Tesla rescinded Elon Musk's temporary $29 billion compensation award after a Delaware court reinstated his original, larger pay package. The sequence of events here is genuinely convoluted — and it says something important about how Tesla's board manages the Musk compensation question in ways that benefit shareholders least.
What's Actually Happening
A Delaware court had previously voided Musk's original 2018 compensation package — the one that paid him based on Tesla hitting ambitious market cap and operational milestones. Tesla's board then crafted an interim package worth approximately $29 billion. The Delaware court subsequently reinstated the original larger package, making the interim package redundant.

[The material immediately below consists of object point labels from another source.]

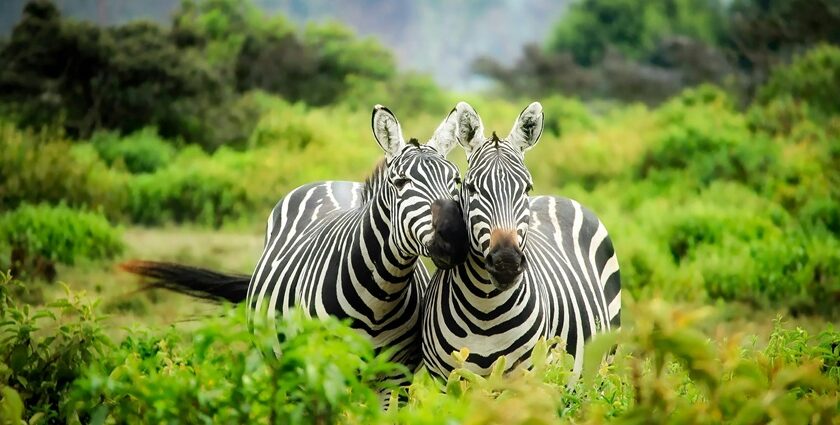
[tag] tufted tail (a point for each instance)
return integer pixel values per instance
(192, 281)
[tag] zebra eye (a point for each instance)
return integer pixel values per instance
(400, 182)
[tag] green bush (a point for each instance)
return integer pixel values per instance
(43, 167)
(327, 373)
(44, 351)
(56, 365)
(195, 188)
(710, 141)
(38, 237)
(140, 152)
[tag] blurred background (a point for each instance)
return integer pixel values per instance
(704, 133)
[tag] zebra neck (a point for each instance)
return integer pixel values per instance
(373, 249)
(473, 276)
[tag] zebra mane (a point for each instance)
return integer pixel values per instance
(374, 180)
(495, 139)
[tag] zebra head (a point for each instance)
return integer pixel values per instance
(426, 218)
(494, 196)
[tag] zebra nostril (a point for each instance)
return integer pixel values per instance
(490, 260)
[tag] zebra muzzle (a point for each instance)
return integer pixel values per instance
(505, 266)
(449, 245)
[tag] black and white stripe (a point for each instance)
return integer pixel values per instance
(538, 267)
(350, 250)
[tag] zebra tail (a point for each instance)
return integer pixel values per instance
(193, 281)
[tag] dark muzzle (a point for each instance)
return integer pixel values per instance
(449, 244)
(505, 266)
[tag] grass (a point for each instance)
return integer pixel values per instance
(238, 251)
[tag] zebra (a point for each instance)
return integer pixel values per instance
(350, 250)
(538, 266)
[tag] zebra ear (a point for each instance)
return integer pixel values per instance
(387, 131)
(528, 127)
(469, 129)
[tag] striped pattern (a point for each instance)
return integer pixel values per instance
(350, 250)
(570, 286)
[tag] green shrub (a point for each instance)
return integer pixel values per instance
(44, 351)
(43, 167)
(38, 237)
(813, 78)
(709, 140)
(140, 152)
(327, 373)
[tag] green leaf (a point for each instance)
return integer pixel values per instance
(11, 406)
(594, 353)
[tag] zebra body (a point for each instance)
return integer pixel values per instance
(538, 266)
(326, 254)
(350, 250)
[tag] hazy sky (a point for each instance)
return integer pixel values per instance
(435, 36)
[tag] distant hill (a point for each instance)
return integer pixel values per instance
(435, 36)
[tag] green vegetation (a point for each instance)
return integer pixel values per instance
(666, 371)
(33, 239)
(724, 210)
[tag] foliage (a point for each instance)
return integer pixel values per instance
(43, 352)
(41, 166)
(141, 152)
(120, 78)
(813, 77)
(194, 188)
(189, 81)
(666, 370)
(38, 237)
(708, 140)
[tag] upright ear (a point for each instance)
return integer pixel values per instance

Tesla dropped the interim $29 billion award as a result. Musk retains his claim to the original package, which is now back in play legally. The exact status of that original award continues to be litigated, but the interim package is gone.
Why It Matters
Executive compensation at Tesla has become one of the most expensive ongoing governance dramas in corporate history. The original 2018 package was worth approximately $56 billion at peak — the largest CEO compensation award ever granted. Shareholders voted to approve it, a Delaware judge voided it, shareholders voted again to approve it, and the legal battles continue.
The practical impact for Tesla shareholders: every dollar of Musk's compensation is a dilution event — new shares issued to pay him reduce existing shareholders' ownership. The difference between a $29 billion package and a $56 billion package is not trivial. Related: Tesla's Q1 earnings provide the financial context for what the company can actually afford.
My Take
Tesla's board created a governance mess by designing an interim package rather than simply waiting for the Delaware proceedings to resolve. The board signaled it was prepared to pay Musk $29 billion as a bridge — which was both unnecessary and expensive to unwind.
The more important question is whether the original package gets paid. If it does, Tesla shareholders will have funded the largest single compensation event in history for a CEO who openly divides his time between Tesla, SpaceX, xAI, and running a government department. The governance case against it writes itself.
Frequently Asked Questions
What was the original Musk pay package? A 2018 performance-based package worth approximately $56 billion at peak, tied to Tesla hitting market cap and operational targets.
Why was it voided? A Delaware judge ruled the approval process was flawed due to conflicts of interest on Tesla's compensation committee.
What happens now? The reinstated original package continues through legal proceedings. The interim $29B package has been dropped.